Keep up the pressure

  • 2014-07-03
  • By TBT staff

Russian President Vladimir Putin is certainly making things difficult. With little progress after a 10- day cease-fire in eastern Ukraine, Ukrainian President Petro Poroshenko has resumed the government crackdown on pro-Russian terrorist insurgents. He has every right to do so, to restore order and unity in his country. Putin should now start an honest effort to reach a peaceful resolution of the crisis, rather than continue his double-speak, promising to work to end the violence while at the same time helping to fuel the insurgency with military aid. It is clear, by the level of weaponry and sophistication of the insurgents that Russia is heavily, if not directly, involved in the fighting. Russia needs to accept that its neighbors have turned away; these countries want closer ties, integration, with the West, they look to Western values. Russia under Putin represents economic repression, and corruption.

But the Russian leader’s aggression threatens peace and stability to the wider region. Putin is playing off the West’s weakness, incoherent response and will only stop when he is confronted with force. Western leaders and others need to present a water-tight united front, and begin to implement the next round of sanctions. Not just to force an end to eastern Ukraine unrest, but to pressure a withdrawal of Russian occupation from the Crimea. Relations cannot return to business-as-usual until Ukraine’s sovereign borders also return to normal. German Chancellor Angela Merkel has taken the lead in discussing a new round of sanctions – the so-called ‘level three’ sanctions.

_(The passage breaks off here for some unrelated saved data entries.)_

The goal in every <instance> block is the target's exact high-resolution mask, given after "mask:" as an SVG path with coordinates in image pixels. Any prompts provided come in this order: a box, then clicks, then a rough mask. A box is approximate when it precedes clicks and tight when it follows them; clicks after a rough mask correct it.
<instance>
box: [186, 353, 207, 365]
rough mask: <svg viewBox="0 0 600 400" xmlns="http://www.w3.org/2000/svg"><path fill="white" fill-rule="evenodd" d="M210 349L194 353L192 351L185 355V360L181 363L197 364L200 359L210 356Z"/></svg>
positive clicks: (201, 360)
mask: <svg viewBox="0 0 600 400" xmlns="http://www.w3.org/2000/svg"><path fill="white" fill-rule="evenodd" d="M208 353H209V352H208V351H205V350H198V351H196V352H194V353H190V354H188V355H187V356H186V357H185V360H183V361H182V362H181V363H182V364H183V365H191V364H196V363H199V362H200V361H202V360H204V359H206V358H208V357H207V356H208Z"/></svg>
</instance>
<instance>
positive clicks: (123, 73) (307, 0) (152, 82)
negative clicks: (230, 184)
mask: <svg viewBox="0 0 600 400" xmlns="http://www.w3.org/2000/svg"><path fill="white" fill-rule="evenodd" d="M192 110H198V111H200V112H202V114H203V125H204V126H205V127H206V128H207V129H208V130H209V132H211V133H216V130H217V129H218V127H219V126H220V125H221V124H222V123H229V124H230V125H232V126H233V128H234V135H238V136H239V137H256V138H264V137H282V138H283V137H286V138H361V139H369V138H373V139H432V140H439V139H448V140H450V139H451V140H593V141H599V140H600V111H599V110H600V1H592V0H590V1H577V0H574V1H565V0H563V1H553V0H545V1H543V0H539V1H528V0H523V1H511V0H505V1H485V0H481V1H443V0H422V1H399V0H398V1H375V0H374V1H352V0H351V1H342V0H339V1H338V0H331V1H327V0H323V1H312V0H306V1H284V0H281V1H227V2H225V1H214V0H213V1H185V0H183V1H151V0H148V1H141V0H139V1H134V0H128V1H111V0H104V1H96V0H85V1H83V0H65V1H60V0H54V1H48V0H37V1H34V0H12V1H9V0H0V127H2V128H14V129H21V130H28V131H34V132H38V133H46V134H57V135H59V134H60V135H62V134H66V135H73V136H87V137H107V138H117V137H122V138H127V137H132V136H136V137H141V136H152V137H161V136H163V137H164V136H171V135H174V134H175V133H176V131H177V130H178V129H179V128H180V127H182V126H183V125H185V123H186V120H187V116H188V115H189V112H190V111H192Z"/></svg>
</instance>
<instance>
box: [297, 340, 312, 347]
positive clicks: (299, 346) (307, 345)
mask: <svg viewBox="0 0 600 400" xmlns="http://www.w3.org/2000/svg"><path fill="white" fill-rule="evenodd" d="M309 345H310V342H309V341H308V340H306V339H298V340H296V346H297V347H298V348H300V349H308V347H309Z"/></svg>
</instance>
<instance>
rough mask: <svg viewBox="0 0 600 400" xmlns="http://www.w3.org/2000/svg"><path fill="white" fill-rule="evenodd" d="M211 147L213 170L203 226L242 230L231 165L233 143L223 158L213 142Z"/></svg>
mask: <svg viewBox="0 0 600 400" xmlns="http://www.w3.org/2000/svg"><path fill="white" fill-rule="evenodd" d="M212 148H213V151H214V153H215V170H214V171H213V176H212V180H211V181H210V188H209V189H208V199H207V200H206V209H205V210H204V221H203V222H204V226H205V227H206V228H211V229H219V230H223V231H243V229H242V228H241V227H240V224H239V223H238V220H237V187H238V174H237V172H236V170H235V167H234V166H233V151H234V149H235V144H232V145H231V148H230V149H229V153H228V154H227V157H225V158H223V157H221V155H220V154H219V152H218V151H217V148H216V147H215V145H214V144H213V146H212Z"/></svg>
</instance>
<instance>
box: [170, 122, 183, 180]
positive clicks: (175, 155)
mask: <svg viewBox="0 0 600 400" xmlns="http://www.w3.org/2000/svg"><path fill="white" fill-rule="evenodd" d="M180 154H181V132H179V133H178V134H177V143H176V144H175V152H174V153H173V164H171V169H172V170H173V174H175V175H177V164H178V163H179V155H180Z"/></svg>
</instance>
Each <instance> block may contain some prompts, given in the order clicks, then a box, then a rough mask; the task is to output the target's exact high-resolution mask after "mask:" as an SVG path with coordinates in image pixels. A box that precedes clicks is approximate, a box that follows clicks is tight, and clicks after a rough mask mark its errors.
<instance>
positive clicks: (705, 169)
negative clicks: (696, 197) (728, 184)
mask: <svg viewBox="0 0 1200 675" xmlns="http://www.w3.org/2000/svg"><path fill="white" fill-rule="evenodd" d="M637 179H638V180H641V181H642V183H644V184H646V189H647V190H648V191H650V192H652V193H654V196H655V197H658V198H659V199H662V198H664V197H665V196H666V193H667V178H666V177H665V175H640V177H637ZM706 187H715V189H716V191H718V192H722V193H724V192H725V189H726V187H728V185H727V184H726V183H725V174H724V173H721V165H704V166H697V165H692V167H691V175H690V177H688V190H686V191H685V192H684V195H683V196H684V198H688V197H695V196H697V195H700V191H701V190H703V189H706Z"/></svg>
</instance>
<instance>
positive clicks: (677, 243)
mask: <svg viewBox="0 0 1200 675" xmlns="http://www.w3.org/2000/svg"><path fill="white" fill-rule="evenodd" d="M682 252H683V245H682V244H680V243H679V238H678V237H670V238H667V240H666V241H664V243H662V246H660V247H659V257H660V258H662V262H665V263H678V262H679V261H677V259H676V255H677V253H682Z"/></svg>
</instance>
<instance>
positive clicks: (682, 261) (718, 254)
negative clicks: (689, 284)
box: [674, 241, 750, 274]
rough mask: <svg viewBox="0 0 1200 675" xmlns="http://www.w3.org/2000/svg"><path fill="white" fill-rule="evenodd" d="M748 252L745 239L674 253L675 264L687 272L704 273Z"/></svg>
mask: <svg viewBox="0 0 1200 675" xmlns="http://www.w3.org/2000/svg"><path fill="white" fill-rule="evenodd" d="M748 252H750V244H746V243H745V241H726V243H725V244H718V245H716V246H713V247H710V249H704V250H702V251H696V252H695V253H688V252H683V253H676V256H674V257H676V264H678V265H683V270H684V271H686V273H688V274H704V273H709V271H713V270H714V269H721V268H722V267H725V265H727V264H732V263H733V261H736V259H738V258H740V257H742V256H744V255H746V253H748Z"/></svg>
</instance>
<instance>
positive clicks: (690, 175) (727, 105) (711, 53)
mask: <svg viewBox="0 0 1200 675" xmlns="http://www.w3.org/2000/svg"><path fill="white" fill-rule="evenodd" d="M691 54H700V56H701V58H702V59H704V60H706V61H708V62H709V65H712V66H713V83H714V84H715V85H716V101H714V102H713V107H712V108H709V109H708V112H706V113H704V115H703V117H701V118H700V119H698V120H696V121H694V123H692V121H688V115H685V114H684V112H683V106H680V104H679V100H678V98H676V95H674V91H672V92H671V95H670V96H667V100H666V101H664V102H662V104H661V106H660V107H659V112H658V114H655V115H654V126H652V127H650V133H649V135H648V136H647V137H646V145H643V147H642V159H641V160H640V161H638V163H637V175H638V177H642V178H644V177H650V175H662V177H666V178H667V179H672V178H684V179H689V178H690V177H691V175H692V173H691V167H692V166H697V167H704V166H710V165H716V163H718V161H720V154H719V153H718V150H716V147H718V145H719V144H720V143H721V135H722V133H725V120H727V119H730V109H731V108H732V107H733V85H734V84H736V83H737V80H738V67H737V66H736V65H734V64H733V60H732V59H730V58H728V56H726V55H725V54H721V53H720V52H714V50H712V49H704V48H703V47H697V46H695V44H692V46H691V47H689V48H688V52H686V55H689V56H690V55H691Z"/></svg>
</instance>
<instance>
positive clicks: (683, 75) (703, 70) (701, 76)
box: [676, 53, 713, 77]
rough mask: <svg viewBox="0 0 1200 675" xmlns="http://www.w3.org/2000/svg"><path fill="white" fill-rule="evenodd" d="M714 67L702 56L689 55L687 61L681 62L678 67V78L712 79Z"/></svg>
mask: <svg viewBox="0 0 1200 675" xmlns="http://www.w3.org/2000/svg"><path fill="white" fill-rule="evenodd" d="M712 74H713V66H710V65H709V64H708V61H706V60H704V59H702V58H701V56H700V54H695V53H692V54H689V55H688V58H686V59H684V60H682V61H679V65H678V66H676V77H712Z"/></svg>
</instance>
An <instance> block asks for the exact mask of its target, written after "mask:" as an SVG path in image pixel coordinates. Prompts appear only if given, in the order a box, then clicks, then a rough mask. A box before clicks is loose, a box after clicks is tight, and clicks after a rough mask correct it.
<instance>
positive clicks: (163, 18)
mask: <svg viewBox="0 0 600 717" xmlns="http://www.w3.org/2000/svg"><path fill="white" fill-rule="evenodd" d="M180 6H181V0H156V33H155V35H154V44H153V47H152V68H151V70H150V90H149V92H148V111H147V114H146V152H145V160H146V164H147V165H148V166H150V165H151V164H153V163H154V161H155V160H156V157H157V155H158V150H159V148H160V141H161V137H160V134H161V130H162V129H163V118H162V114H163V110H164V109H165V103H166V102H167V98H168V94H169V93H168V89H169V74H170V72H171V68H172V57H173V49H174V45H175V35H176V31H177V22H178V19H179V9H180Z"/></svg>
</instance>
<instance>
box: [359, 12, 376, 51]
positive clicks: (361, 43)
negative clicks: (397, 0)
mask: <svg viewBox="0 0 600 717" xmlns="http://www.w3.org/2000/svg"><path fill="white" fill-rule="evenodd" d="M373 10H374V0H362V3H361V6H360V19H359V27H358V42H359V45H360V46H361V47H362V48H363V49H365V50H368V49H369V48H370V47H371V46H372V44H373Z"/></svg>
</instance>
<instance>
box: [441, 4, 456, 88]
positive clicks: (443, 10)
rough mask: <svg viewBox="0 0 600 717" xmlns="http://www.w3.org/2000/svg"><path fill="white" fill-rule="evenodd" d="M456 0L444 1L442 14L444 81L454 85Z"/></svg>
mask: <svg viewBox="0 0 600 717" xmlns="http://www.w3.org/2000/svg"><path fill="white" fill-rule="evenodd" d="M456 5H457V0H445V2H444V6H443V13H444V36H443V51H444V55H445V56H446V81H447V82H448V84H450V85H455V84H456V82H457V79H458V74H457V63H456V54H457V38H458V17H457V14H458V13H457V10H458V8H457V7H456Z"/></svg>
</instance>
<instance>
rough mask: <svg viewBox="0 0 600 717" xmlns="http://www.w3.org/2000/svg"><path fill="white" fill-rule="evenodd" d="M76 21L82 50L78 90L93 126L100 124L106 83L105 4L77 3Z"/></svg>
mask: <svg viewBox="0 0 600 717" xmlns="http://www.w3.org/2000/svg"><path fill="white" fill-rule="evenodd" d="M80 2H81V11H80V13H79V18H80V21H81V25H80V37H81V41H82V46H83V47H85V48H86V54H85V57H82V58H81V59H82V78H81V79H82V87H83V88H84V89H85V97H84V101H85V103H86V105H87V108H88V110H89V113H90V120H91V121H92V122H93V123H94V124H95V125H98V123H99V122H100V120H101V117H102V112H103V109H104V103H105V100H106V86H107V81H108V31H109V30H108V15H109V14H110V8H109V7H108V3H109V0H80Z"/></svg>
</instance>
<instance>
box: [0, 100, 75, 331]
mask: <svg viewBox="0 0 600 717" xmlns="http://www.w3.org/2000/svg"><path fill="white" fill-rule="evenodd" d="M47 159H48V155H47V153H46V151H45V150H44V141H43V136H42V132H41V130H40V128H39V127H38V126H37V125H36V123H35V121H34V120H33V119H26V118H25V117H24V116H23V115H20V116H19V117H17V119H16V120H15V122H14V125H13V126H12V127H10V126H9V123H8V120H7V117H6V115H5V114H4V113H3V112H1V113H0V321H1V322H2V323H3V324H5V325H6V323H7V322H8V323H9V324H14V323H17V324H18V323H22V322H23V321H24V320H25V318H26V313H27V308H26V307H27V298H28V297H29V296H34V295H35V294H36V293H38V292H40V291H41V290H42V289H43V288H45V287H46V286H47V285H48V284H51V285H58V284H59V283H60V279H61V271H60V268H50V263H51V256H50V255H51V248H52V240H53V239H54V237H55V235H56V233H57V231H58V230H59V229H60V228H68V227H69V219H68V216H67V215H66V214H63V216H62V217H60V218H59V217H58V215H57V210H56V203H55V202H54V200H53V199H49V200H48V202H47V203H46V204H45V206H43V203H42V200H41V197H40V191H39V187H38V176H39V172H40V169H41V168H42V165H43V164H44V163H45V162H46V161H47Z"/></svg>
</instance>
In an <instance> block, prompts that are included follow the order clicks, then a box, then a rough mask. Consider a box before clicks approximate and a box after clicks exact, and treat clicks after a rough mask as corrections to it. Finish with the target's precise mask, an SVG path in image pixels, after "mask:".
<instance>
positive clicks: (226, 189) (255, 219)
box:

These need to target the families of all those currently under existing sanctions, withdrawing all visas and banning them from the EU. It’s absurd that some Russians can provoke and attack Western society, and then turn around and live, vacation here, and send their children to our schools. Sanctions should target businesses, industries critical to Russia’s economy. Another lever is to release, or threaten to release, bank account and financial asset information secretly held in Western banks by Putin and his cronies. Let the Russian people see how their political elite are enriching themselves, at the public expense. NATO presence in the Baltics should be beefed up, though not through a permanent presence. That would be seen as too provocative. Military exercises should continue.

And contingency plans for rapid and massive military buildup - within hours and days - need to be developed, to show that NATO is committed to defending allies in this region. Sanctions will hurt the West, that’s a fact of life; measures should be taken to assist those affected. But if Europe and the U.S. are unwilling to make sacrifices in the near term, they will face bigger problems down the road. As Viesturs Janis Drupa writes in this issue’s Outlook on page 16, Latvia’s ethnic Russian population could offer Putin an excuse to intervene physically here. It’s a hollow excuse Russia uses in the Ukraine, that it is just trying to protect its people.

He has broken international law. And the implication is that this opens the possibility for aggression elsewhere, wherever ethnic Russians reside. Putin has the right to evacuate Russian-speakers from the Ukraine, and bring them back to Russia. He doesn’t have the right to invade and occupy, on this pretext, another country. After last week’s commemorating the beginnings of World War I one hundred years ago, we don’t need to go down that path again. It is now up to Russia to show that it is serious in finding a solution to the conflict, through action, not more empty promises and lies. Until it does so, it has no place in the global order of civil society.